GAZA CITY, GAZA - MAY 12: Thousands of Palestinians left the Jabalia Refugee Camp with the belongings they could take with them, via Al Celaa street in Gaza city, and migrated towards the west of the city after the Israeli army carried out an intense air attack on the Jabalia Refugee Camp and the city of Beit Lahia in the north of the Gaza Strip on May 12, 2024. In addition to leaving the area on foot, Palestinians also leave the area by means of transportation such as tractors, horse carriages and bicycles, passing through damaged buildings. (Photo by Dawoud Abo Alkas/Anadolu via Getty Images)
Thousands of Palestinians left the Jabalia Refugee Camp in northern Gaza after an intense Israeli airstrike in the area. (Getty Images)

The review led by Colonna said that UNRWA regularly supplied Israel with lists of employees for vetting purposes, and that the "Israeli Government has not informed UNRWA of any concerns relating to any UNRWA staff based on these staff lists since 2011".

It noted that unlike UNRWA, Israeli authorities do not consider this system as a screening or vetting process, "but as a standard procedure for the registration of UN and diplomatic staff to ensure their privileges and immunities".

Some concerns are raised in the report about screening, with the Israeli Ministry of Foreign Affairs claiming that until March 2024, staff lists were provided without ID numbers.

"On the basis of the March 2024 list, which contained staff ID numbers, Israel made public claims that a significant number of UNRWA employees are members of terrorist organizations. However, Israel has yet to provide supporting evidence of this," the report says.

The report does raise "long-standing concerns over politicization and interlinkages with Palestinian political factions, with a direct impact on UNRWA’s neutrality".

UNRWA’s facilities have sometimes been misused for political or military gains, undermining its neutrality," the report adds.
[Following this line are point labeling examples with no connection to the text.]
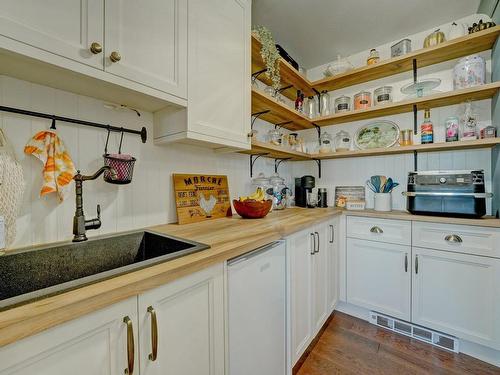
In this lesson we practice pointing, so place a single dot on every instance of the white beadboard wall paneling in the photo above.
(147, 201)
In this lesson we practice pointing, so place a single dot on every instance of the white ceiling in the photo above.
(315, 31)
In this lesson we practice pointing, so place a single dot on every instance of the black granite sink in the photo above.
(34, 273)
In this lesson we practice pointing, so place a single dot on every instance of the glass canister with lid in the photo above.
(342, 104)
(363, 100)
(383, 95)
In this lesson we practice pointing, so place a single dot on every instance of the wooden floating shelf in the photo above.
(448, 146)
(452, 49)
(431, 101)
(289, 75)
(463, 46)
(278, 112)
(276, 152)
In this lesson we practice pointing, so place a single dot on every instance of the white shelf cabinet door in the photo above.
(190, 321)
(320, 277)
(332, 243)
(458, 294)
(93, 344)
(219, 71)
(151, 39)
(379, 277)
(63, 27)
(299, 253)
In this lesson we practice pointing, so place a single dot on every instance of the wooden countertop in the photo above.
(228, 238)
(487, 221)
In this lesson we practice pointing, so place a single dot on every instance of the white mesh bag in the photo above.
(11, 187)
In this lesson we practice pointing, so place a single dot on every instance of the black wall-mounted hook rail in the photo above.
(277, 163)
(256, 115)
(281, 124)
(253, 159)
(143, 132)
(257, 74)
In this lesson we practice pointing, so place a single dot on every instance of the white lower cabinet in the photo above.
(188, 335)
(311, 293)
(378, 277)
(93, 344)
(458, 294)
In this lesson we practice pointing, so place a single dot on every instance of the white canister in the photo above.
(470, 71)
(383, 202)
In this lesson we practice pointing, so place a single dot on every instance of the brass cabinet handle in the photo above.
(95, 48)
(130, 346)
(154, 334)
(115, 56)
(453, 238)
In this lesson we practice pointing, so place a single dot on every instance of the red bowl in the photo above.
(251, 209)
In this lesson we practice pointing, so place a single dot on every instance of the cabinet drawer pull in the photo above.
(453, 238)
(154, 334)
(376, 230)
(130, 346)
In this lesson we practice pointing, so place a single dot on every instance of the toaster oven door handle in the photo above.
(446, 194)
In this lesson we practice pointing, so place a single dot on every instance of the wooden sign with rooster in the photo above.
(200, 197)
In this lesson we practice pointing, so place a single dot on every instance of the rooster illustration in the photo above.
(207, 205)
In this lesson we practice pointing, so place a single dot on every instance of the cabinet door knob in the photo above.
(115, 56)
(95, 48)
(453, 238)
(130, 346)
(154, 334)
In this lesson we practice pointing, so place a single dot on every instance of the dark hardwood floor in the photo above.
(352, 346)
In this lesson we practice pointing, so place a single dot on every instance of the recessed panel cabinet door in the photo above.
(63, 27)
(146, 42)
(93, 344)
(378, 277)
(186, 317)
(458, 294)
(219, 70)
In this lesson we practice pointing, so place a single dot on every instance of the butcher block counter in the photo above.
(227, 237)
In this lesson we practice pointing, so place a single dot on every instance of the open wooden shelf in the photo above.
(276, 152)
(289, 75)
(278, 112)
(431, 101)
(459, 47)
(448, 146)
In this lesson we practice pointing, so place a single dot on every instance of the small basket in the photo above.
(122, 164)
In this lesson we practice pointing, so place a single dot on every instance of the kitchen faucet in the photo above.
(80, 225)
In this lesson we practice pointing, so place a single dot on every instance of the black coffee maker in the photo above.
(303, 185)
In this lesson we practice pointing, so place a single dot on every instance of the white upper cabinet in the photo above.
(63, 27)
(147, 43)
(218, 111)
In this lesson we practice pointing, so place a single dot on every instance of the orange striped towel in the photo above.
(58, 168)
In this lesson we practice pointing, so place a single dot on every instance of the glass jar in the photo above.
(324, 99)
(342, 141)
(275, 137)
(279, 190)
(373, 57)
(383, 95)
(342, 104)
(362, 100)
(325, 143)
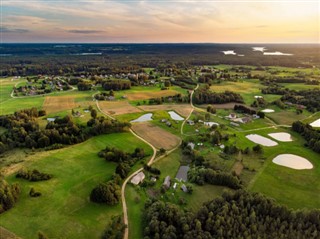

"If the prevention of and response to the political misuse of UNRWA installations have been efficient, the agency has had more difficulty appropriately addressing the use of its installations for military purposes.

"Preventive measures, enhanced monitoring and transparent reporting are necessary to address this issue effectively."

UNRWA has also raised concerns over attacks on its staff, with its chief, commissioner-general Philippe Lazzarini, announcing on Friday that it would shut down its East Jerusalem headquarters after its compound there was set on fire by "Israeli extremists" while staff were inside.